Como uma lembrança tão distante da minha realidade atual pode me incomodar tanto assim? Era uma besteira incentivada pelos velhos, coisa de criança que quer agradar, meu avô era sócio de algum grupo de filatelia e para a velharada, eu era uma espécie de mascote, ridículo eu sei, mas na época isso me dava tanto prazer, eu era um garoto inteligente segundo eles, acredito que diziam isso porque ao contrário da maioria dos netos que riam dessa besteira, eu adorava aquela porcaria tanto quanto eles, então quando me chamavam de "inteligente" por conta disso era uma forma de lamberem os próprios sacos.
Enquanto caminho soturnamente pela parte de trás de um clube de vadias amputadas indo "fazer" um cafetão maldito, vejo a minha imagem refletida em uma poça de imundície, um metro e noventa e cinco, uma montanha negra de músculos, careca e com a cara cheia de cicatrizes - e uma herpes mal curada nos lábios.

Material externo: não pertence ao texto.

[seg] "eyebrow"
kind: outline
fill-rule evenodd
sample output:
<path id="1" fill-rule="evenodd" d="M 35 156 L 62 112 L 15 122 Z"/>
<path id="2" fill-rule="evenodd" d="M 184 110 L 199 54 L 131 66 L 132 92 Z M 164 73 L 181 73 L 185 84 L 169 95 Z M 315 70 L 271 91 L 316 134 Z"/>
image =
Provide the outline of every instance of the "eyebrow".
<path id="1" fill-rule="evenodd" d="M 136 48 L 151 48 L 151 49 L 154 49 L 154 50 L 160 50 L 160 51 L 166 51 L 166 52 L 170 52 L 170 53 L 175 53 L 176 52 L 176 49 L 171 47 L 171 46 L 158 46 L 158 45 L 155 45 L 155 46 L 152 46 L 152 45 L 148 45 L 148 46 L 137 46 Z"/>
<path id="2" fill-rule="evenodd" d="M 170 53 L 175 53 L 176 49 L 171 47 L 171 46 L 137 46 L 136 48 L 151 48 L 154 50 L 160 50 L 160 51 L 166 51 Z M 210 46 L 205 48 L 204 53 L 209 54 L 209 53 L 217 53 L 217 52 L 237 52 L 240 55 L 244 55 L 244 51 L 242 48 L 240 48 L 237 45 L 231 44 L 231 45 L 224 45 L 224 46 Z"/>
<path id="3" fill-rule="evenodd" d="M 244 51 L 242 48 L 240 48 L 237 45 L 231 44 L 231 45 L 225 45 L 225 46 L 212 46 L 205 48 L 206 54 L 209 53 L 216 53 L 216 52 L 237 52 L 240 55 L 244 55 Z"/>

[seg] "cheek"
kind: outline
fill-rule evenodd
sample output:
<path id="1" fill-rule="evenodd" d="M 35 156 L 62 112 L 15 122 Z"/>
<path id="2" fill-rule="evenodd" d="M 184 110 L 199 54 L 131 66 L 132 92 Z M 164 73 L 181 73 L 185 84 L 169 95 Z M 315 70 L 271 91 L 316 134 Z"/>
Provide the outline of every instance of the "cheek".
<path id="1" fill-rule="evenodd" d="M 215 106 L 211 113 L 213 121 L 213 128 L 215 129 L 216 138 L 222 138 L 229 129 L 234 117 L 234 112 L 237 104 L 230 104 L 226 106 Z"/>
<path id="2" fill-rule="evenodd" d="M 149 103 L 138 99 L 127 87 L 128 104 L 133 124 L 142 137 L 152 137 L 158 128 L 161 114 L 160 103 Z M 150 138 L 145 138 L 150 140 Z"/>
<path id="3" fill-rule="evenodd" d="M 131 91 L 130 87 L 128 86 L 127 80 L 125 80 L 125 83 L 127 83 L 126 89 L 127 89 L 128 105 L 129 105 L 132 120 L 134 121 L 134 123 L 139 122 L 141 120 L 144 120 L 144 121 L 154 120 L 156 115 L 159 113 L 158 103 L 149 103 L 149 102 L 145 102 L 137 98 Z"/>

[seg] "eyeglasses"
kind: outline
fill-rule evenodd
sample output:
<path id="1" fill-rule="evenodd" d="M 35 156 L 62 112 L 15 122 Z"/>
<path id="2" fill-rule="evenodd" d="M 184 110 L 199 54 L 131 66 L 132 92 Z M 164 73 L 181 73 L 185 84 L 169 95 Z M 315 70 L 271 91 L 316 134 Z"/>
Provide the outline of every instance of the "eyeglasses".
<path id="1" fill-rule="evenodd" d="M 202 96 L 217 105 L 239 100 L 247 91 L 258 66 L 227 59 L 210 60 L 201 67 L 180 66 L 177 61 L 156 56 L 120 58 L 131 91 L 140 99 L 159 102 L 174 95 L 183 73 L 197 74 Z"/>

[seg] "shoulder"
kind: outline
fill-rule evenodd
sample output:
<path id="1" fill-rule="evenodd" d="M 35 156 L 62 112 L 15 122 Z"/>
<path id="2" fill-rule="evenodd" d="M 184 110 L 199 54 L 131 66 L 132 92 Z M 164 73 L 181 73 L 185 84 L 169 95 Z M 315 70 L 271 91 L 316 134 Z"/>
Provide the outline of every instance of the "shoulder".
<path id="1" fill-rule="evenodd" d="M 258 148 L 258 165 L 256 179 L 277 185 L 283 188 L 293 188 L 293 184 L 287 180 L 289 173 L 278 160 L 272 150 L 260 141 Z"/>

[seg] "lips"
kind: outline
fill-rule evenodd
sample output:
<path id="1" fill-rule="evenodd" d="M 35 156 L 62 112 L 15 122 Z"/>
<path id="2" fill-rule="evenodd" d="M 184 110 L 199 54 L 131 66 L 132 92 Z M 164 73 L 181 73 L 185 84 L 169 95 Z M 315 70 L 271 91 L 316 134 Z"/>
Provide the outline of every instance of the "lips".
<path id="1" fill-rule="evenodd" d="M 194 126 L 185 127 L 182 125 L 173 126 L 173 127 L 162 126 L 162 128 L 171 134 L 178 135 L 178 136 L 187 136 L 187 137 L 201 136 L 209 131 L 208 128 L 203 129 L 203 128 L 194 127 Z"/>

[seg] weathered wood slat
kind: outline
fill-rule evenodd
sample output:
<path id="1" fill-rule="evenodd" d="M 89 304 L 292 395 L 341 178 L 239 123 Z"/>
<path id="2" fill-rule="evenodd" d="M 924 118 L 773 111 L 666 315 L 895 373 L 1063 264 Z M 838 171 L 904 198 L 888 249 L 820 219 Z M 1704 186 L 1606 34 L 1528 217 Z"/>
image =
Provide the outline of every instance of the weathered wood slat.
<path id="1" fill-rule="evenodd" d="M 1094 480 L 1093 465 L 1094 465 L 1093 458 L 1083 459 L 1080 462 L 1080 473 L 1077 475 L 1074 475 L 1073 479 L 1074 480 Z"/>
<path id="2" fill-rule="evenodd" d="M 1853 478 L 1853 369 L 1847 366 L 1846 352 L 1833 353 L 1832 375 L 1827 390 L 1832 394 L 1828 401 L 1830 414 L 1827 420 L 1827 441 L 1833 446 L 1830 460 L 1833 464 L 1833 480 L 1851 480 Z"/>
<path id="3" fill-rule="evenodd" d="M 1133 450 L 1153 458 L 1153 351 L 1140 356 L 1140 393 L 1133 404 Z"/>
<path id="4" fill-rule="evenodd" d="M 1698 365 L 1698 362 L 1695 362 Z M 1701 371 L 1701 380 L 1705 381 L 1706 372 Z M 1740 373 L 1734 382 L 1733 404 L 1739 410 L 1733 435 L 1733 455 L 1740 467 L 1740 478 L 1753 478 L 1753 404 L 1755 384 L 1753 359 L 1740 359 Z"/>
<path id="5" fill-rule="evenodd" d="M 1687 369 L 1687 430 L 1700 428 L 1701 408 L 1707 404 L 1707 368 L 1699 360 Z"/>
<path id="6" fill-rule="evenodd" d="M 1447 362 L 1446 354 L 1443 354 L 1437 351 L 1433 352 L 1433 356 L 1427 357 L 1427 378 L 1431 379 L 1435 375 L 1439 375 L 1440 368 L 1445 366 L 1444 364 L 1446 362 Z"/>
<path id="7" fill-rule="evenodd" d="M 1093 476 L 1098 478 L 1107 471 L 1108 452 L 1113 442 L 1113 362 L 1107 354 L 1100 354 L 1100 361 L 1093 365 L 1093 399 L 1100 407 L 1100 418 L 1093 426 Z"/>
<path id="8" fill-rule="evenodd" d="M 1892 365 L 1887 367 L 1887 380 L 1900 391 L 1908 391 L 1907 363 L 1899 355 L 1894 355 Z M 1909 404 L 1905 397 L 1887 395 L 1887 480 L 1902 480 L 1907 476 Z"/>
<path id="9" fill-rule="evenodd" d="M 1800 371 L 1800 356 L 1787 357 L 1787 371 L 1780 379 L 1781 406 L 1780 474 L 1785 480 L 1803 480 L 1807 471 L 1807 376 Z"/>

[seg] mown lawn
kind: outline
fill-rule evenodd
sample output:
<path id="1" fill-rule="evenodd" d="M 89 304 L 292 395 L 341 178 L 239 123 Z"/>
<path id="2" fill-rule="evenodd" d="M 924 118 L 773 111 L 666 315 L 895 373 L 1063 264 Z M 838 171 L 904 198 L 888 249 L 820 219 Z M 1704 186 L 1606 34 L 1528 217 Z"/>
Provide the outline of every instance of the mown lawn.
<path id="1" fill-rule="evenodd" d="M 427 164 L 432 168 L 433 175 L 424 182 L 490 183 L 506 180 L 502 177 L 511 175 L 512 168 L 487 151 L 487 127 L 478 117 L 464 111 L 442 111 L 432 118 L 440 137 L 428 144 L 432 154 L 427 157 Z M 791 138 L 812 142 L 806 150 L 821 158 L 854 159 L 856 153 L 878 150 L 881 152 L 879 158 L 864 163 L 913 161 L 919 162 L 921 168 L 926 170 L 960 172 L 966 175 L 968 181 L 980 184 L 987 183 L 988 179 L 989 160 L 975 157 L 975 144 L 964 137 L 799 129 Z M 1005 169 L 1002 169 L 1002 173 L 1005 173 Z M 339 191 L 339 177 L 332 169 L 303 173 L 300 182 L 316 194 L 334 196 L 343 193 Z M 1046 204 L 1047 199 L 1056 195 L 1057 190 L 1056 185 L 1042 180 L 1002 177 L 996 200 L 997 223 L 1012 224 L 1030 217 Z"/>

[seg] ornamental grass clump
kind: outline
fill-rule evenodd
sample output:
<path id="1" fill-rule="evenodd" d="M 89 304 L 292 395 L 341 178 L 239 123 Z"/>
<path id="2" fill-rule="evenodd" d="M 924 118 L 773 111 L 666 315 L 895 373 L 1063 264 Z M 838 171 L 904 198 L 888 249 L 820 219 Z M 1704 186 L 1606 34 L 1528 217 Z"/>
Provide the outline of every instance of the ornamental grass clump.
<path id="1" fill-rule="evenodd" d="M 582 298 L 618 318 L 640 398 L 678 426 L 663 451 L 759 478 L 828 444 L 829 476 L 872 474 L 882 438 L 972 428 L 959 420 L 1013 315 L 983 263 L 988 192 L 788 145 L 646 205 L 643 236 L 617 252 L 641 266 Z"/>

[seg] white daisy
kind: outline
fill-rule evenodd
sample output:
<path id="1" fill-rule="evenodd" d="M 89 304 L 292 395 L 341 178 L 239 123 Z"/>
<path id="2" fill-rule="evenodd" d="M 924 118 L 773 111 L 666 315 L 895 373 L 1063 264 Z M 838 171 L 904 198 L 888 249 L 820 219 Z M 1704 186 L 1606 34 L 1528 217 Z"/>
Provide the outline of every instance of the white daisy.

Eu suspiro e penso no Dom Pedro Segundo estampando o selo que era o meu preferido, lembro da minha avó preparando um sanduíche de mortadela tanto calor, tanto amor. Penso no jovem colombiano que matei na semana passada por ter chamado a filha gostosa e vadia do meu chefe de "Puta", isso depois da putinha ter dado um tapa na irmã mais nova do garoto só por que a colombianinha teria chamado a atenção de um namorado dela. Antes matar um merda deste não me dava nem coceira, mas estou ficando muito mole, não tiro aqueles olhos puxado da minha memória, no momento em que quebrei o maxilar daquele garoto eu era a mais perfeita imagem da injustiça.
Abro a porta. Minha fama ajuda um pouco. Dos quatro vigias, três correm para os fundos, só sobra um garoto ruivo e magrelo. Ele me encara, xinga minha mãe e me da um soco. Enquanto caminho para a segunda porta o corpo do garoto cai com o pescoço torcido e nariz apontando para as costas, mais um idiota que eu tenho de matar pra me manter boiando nessa latrina imunda na qual vivo.
Abro a porta, vejo uma garota de lábio leporino chupando o desgraçado, ele está de costas para porta, deve achar que sou um dos capangas, me manda falar logo o que eu quero. Fico quieto. Ele se vira, me olha e levanta apressado falando palavras desnecessárias. A vadia passa por mim encolhida, ligeira e curiosa como uma ratazana fugindo da inundação, por um instante olho no fundo dos seus olhos e imagino o que aquela garota, irmã do colombiano vai ter de fazer pra sustentar a família, linda daquele jeito.
O desgraçado no fundo da sala não para de falar, o problema é que fui pago pra machucar muito, antes de matar, não fosse por isso ele já estaria cheirando a própria bunda. Começo a bater, depois dos primeiros socos ele já não fala mais nada, continuo batendo quando vejo em cima da sua mesa uma coisa que me chama atenção. Nesses tempos de computadores e internet o maldito estava escrevendo uma carta, e ao lado da folha vejo dois selos ainda não usados, em ambos à mesma estampa um Ipê Cor de Rosa.
Deixo-o no chão. Leio a carta, está em espanhol, não é muito fácil entender. Ele conta para a irmã que é um empresário de sucesso no Brasil, pergunta dos sobrinhos e diz que quer visitá-los em breve. Olho para o chão, vejo um homem que ganha a vida vendendo bocetas de garotas amputadas, na carta só vejo um irmão preocupado, enviando dinheiro para cuidar dos sobrinhos. Fecho a carta ponho o selo, antes de sair dou lhe um pisão no pescoço, são cinco horas da manhã e eu não sei a que horas o correio abre.
Maia.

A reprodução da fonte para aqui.